# Badly behaved poodle?



## tortoise (Feb 5, 2012)

This is NOT separation anxiety. Dogs with true separation anxiety are eating their way through doors and walls in a panic. There is a whole range of behaviors, I wanted to demonstrate the severity of it.

You have a very smart dog.

You have a dog that we would call a "velcro dog".

Your dog has a tendency towards these problems, and you have made it worse over time. (Don't feel bad, most people do the same!)


But there are solutions. I have a huge list of exercises and ideas because my puppy tends towards the same behaviors. I am working on these behaviors pretty intensely because my dog could end up just like yours if I don't do anything about it.

I don't want to overwhelm you or this thread with suggestions, so I will just talk about a little bit.

Start re-introducing your dog to periods of separation. Use clicker and treat training to teach your dog to go lie on a bed. Put the bed at your feet today. Tomorrow 1 foot away. The next day 2 feet away ... soon your dog will be happy laying across the room for periods of time. Do the same with the crate, and crate your dog when you leave. Put trash bins in dog-proof locations.

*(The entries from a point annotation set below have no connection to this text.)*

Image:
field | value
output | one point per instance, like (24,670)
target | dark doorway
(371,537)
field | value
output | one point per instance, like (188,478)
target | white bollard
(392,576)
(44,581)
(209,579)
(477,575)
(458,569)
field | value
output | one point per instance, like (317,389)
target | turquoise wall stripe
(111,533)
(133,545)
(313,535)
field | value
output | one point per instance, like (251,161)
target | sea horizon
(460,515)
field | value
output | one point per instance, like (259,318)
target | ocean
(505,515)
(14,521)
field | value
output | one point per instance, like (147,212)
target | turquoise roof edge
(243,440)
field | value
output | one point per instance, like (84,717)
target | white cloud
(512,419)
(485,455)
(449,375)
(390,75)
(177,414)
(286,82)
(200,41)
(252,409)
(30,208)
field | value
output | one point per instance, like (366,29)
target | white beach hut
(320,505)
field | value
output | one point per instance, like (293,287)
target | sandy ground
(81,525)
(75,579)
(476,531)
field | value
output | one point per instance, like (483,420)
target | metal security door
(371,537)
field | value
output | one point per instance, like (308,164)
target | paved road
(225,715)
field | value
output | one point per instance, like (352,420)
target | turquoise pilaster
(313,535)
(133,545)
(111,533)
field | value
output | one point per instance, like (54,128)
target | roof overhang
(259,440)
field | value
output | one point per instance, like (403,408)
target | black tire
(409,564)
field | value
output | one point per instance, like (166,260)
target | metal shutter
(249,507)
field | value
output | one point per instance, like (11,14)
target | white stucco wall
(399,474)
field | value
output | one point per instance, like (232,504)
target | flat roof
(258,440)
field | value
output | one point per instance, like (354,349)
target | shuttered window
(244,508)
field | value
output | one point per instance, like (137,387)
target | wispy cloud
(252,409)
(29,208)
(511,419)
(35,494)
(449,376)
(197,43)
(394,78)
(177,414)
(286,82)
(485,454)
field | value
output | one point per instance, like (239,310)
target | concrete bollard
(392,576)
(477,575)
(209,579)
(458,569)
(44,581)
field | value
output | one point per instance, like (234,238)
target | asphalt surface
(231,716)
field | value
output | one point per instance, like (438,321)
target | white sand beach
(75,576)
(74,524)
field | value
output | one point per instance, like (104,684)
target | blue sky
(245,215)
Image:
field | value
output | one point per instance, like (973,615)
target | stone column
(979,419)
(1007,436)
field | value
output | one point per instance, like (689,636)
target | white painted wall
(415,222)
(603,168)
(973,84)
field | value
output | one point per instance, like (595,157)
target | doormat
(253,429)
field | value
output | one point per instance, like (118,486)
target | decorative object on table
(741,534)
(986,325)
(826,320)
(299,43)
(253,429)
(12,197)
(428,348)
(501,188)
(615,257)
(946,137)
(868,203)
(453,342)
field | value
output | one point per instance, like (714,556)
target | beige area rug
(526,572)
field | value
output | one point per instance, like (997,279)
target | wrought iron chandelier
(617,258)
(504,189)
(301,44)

There is no need for her to interact with or like other dogs. Don't worry about it.

Work on the clicker training, it's loads of fun for you and your dog. It will build confidence and help you teach separation in a pleasant way.


----------



## fjm (Jun 4, 2010)

Good idea from Tortoise - Clicker training is great fun, and can be a very good confidence builder. I would also practice ignoring her, not all the time, but don't constantly reward her clinginess. Praise and treat her for being brave; toss treats away from you, so she has to explore a bit to find them; do everything to reinforce her for being brave enough to leave your side, and be just a bit boring when she is clinging to you. A group class would be a good idea, but make sure it is one based on rewards, rather than forceful methods - you don't want to do anything that might make her more anxious.


----------